4. Huffman Encoding #
Created Sunday 08 March 2020
This is a technique for text compression. Remember that this compression(text) has to be lossless.
- Huffman encoding tries to reduce the space requirement for the most ocurring characters. If some rare character(s) need to space greater than 1 bytes, it will be okay, since they are so less.
- Basically we are using different length of bits for each letter. i.e not 8 bits for each letter.
- Note that prefixes for a code cannot be the code for some other character. This happens because, in case of codes with same prefixes, when we reach a letter, the next node is a number, not a letter and vice-versa. i.e all parents are numbers(sum of frequencies of children).
Algorithm(Compression)
- Count the frequencies and update in a 26 or 256 sized array
- We need two minimum nodes at each iteration for forming the tree, so use a Min Priority Queue for this. Just pop 2 and push the sum. Keep doing until no letter is left.

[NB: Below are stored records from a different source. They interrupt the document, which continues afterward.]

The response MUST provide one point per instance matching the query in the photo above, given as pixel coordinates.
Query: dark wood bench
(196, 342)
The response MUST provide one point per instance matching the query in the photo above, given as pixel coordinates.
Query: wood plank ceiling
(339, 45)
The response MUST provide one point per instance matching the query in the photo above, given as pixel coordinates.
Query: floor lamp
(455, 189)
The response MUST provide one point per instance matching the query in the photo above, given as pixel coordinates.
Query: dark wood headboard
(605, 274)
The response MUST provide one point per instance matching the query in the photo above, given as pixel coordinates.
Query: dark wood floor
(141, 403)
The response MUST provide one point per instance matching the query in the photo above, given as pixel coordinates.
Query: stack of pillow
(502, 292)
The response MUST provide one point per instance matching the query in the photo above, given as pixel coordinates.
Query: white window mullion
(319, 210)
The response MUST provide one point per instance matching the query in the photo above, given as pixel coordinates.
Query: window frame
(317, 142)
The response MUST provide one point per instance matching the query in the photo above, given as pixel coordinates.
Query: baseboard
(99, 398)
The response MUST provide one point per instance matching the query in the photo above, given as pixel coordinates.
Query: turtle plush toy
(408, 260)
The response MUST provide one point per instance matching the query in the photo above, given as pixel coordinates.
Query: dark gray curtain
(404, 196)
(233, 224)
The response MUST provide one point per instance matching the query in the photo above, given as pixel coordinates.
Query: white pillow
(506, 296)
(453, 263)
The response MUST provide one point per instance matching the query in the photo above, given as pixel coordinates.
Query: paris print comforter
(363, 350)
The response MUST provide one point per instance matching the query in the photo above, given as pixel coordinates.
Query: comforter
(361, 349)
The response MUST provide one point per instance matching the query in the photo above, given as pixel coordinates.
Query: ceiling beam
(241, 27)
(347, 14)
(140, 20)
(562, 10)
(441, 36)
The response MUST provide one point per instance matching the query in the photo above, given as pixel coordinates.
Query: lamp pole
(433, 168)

- Make the tree: Make a start node.
- Save the codes in a hashmap. key is the letter and value is teh binary code. We use this to avoid
- Traverse the message and generate the compressed text.
Send the decomp tree and the compressed text;
Algorithm(Decompression)
- Make the hashmap for the tree. Keys are compressed texts values are letters.
- Traverse the compressed text and generate the original text.
This can be done as a project in school.